AUC and accuracy considered harmful to model selection


It’s pretty hard to build a predictive model, let’s be honest. My previous post was about the strange practice of under-/oversampling. We impose this on ourselves because we want to do yes/no classification instead of predicting probability. This post is on the same theme. It has a very clear message: if we use accuracy-like model performance measures (looking at you, AUC, F1, etc.) we reduce our ability to select the best model.

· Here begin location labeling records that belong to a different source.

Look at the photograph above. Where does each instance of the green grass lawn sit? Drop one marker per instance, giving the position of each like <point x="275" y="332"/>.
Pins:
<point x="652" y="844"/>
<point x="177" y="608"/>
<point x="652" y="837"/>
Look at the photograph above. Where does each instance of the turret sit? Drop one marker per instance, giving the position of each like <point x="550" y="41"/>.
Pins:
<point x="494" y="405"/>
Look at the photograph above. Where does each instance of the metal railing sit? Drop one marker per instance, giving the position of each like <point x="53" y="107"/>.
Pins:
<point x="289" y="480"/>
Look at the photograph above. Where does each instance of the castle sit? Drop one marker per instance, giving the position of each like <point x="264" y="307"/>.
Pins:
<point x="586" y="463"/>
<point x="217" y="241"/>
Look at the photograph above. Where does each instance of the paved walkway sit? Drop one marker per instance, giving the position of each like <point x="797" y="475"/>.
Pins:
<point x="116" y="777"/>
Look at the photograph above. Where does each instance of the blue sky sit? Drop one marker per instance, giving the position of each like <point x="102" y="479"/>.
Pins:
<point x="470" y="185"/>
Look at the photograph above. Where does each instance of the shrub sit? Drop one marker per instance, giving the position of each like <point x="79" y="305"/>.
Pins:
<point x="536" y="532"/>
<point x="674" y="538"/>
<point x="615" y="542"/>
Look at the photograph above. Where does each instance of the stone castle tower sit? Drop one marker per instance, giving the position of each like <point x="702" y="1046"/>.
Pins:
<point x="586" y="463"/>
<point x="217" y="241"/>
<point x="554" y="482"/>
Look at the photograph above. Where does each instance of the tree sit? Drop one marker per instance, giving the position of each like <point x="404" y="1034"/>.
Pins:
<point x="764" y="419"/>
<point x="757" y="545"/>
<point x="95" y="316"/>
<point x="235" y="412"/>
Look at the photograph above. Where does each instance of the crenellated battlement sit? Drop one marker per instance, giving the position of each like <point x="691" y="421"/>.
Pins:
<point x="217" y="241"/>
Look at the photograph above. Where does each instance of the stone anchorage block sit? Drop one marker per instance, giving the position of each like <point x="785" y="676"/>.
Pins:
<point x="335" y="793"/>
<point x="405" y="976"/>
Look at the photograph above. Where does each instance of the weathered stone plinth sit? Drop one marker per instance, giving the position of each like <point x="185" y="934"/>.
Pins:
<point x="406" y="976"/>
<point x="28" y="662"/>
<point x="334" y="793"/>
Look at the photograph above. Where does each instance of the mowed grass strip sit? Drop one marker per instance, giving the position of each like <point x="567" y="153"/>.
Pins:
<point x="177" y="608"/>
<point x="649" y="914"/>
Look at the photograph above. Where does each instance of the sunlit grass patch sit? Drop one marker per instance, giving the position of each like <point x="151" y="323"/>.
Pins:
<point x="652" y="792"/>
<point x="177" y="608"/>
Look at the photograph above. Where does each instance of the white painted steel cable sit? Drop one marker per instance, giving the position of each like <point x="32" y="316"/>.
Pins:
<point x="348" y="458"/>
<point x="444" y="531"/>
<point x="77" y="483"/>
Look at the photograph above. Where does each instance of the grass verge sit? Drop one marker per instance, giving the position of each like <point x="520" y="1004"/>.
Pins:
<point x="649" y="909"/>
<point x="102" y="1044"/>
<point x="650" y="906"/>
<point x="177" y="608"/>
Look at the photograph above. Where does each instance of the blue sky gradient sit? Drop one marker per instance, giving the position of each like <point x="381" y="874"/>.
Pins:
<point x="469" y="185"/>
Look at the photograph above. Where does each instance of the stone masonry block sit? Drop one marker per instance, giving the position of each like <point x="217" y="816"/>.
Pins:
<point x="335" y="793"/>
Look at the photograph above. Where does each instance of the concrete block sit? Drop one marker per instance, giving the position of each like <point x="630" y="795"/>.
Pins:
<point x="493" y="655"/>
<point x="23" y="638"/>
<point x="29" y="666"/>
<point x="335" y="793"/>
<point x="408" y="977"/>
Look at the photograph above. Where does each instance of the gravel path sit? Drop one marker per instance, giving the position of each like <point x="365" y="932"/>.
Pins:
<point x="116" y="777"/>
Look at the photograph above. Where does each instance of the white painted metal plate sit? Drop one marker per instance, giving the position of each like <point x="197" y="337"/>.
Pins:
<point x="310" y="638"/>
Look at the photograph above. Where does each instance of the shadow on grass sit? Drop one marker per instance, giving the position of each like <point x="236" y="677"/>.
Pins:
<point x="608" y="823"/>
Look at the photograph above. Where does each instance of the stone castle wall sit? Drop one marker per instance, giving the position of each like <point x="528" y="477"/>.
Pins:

I often do little simulations to try to make sense of a confusing world. Below I present some pretty convincing evidence for the case of dropping classification in favor of prediction. At least in the model selection phase.

A simulation model

I will make a simulation model based on the one in my undersampling post. Once again the log odds of class True is \(\textrm{logit}(p) = -9 +6x,\) but I now sample \(X \sim N(1.5, 1)\). This is different from last because I no longer want severe class imbalance. I will also add an uninformative noise variable \(X_{\epsilon} \sim N(0, 2)\) post hoc. The below function generates a data set to these specifications.


generate_data <- function(n=100) {
  b_0 <- -9
  b_1 <- 6
  # simulate data
  x <- rnorm(n, mean=1.5, sd=1)
  log_odds <- b_0 + b_1*x
  p_y <- 1/(1 + exp(-log_odds))
  y <- factor(runif(length(p_y)) <= p_y, levels = c("FALSE", "TRUE"))
  # noise
  x_noise <- rnorm(n, mean=0, sd=2)
  data.frame(y, x, x_noise)

This suggests two logistic regression models:

  • The true model, \(\textrm{logit}(p) = \beta_0 + \beta_1x + \epsilon;\)
  • A clearly worse model, \(\textrm{logit}(p) = \beta_0 + \beta_1x + \beta_2x_{\epsilon} + \epsilon.\)

Imagine that we didn’t know the truth. Our goal is to choose between the two models: which one predicts better?

Three performance metrics

I will compare three metrics for model performance on held-out data.

  • Accuracy is the fraction of times we got the classification right. For this metric I will adopt the standard decision rule of classifying as True when \(\hat p > .5\).
  • The area under the ROC curve is a strange measure that luckliy directly corresponds to the probability of ranking a True higher than a False.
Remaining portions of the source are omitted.